I feel like in general it’s a “good thing to do,” so I’m leaning towards giving it a go–but what if I don’t know how to answer the therapist’s questions? Or what if they want me to share personal things right away and I’m not ready? What if I go once and realize I don’t actually want to keep going?
Most of what I know about therapy comes from movies. People lie on a couch and talk about their childhood for hours and the therapist writes things down. It has to be more than that, right? That just seems like a weird way to spend an afternoon. So—I guess I just want to know, what’s therapy really like? How do I know if I should try it out?
-Cautiously Curious
Dear Curious,
I love that you asked this!! A lot of people feel unsure about starting therapy and there are plenty of myths that make it seem more intimidating than it actually is. First, let’s clear up a big one: you don’t have to be in crisis to go to therapy. Therapy isn’t just for people who are at their lowest point; it’s for anyone who wants support. Would you wait until you were so sick that you needed to be hospitalized before you visited a doctor? Of course not!

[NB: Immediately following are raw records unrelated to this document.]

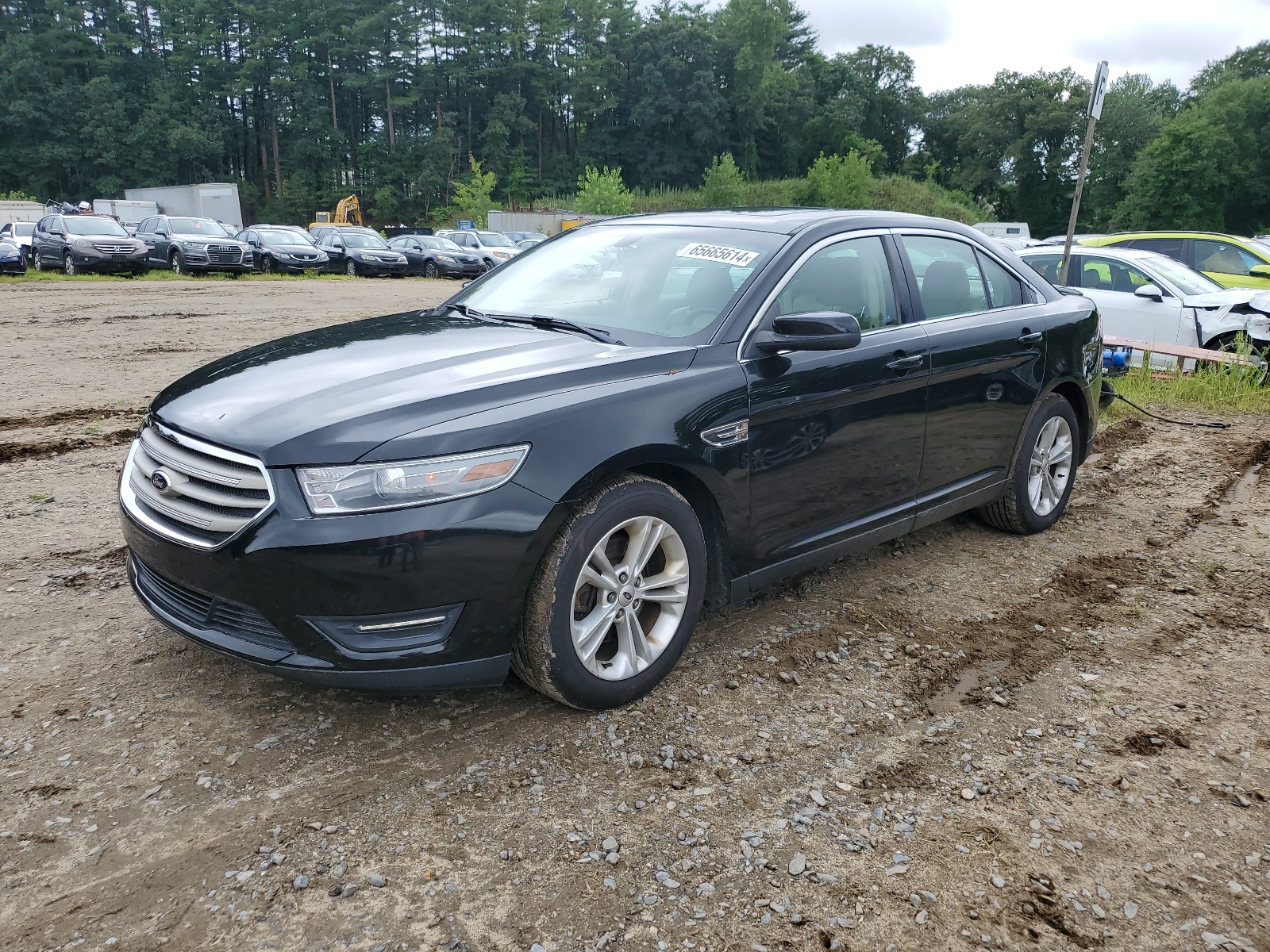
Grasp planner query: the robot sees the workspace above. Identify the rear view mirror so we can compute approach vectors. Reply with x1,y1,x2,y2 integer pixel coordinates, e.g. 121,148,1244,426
754,311,860,353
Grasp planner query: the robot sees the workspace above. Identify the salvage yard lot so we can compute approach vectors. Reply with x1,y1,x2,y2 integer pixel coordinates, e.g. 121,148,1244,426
0,281,1270,952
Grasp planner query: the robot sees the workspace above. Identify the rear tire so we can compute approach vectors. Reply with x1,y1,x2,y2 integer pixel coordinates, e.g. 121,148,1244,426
512,474,706,711
979,393,1081,536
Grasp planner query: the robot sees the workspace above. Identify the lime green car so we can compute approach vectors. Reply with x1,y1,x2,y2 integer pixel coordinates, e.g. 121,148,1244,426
1081,231,1270,290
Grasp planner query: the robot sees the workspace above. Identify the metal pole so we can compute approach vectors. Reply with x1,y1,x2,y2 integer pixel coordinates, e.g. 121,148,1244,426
1058,116,1097,284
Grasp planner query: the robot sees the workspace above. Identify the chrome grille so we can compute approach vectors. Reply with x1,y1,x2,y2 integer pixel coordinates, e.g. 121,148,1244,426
207,245,243,264
119,424,273,548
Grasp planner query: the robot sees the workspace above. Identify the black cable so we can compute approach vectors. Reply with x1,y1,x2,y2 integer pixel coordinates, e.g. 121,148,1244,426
1115,393,1230,430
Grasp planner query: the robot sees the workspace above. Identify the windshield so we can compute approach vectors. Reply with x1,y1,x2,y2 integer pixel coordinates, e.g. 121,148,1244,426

You also don’t need a diagnosis to go. Some people find labels helpful, but therapy’s more about understanding what’s going on in your life and finding ways to cope. You don’t have to fit into a specific category, or even think you might. You can just come and see how you feel about it. We can work through something specific or just make a space for you to talk things out.
Another common myth (we’re really mythbusting today!) is that therapy’s just lying on a couch while someone silently analyzes you. Actually, therapy can look very different depending on your therapist and what works best for you. Some sessions include a lot of talking, but for others you might draw, journal, play games, or even listen to music.

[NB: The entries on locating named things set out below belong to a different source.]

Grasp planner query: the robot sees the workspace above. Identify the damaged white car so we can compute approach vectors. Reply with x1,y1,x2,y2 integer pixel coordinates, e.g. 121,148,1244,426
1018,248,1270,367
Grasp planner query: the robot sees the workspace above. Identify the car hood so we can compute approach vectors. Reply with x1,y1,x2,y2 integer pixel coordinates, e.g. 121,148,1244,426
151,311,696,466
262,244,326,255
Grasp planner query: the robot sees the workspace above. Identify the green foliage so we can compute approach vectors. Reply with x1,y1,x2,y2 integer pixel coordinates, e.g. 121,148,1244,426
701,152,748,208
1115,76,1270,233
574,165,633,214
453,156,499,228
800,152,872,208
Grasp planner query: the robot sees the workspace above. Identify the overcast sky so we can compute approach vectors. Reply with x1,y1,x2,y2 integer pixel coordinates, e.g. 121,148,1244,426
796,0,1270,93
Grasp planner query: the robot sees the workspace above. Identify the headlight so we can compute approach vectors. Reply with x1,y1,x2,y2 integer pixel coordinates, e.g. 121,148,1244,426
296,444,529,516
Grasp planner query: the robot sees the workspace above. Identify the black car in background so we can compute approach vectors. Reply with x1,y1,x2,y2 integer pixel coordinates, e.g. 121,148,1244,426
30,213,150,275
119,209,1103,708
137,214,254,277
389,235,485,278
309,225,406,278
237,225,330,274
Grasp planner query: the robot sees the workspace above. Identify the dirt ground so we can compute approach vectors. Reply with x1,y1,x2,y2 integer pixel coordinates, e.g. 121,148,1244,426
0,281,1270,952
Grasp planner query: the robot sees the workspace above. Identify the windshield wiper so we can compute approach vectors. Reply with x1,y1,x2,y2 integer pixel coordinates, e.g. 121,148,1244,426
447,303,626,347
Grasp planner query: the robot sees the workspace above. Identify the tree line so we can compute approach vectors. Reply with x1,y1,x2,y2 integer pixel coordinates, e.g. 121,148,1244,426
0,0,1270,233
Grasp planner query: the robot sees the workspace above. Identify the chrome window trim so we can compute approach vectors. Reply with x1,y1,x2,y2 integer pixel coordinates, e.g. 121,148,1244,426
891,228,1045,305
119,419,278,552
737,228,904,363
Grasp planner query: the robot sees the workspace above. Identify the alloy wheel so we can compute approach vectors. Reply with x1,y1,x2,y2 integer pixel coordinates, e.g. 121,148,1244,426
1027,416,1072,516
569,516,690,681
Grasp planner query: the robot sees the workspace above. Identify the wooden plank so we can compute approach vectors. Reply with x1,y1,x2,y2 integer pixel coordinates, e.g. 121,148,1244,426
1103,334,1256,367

And while therapists are great at picking up on patterns, they can’t read your mind. If something feels important to you, you can (and should!) bring it up, but you’ll never be forced to talk about anything before you’re ready. Therapy moves at your pace. And another thing? We don’t judge. We’re not going to judge anything you have to say. We’re literally professionals at not judging, so you can share anything you’d like to share in a safe space. We’re in your corner, all the way.
You’re also not committing for years of therapy by trying out a session! Some people just go for a few sessions to work through a specific issue, while others find it helpful and keep going for a few months, or a few years. Either way, you and your therapist will regularly check in to see if therapy’s meeting your needs. And while it can be deep and emotional at times, it’s definitely not all heavy conversations. A lot of sessions include laughter, lighter moments, even jokes—therapy’s about being fully yourself, and that includes the good days, too.
Something I hear a lot from people thinking about trying out therapy is that they’re concerned about privacy. It can feel scary to think about others finding out you’re in therapy—but the truth is, it’s really common. Most people get supportive reactions when they open up about it. And if you’re worried about your parents knowing what you talk about, therapists are bound by confidentiality. They won’t share anything you say unless they’re worried about your safety.
So what can you expect from your first session? It’s completely normal to feel nervous, but most people find that it fades quickly. Your therapist will focus on getting to know you: what’s going on in your life, where you’d like support, what kind of help might work best. If you’re under 18, they might also meet with your parents to get their perspective—but that doesn’t mean your parents control your therapy. You have a say in what happens next. Together, you and your therapist will make a plan, deciding how often to meet and what approach feels right.
Therapy isn’t a quick fix and your therapist won’t magically solve all your problems. But what we can do is help you understand yourself better, find new ways to handle challenges, and remind you that you’re not alone. You might be surprised at how much things can change just by having a safe space to talk. If you’re on the fence about it, it doesn’t hurt to try. The first step is often the hardest—but you might just find that it’s worth taking.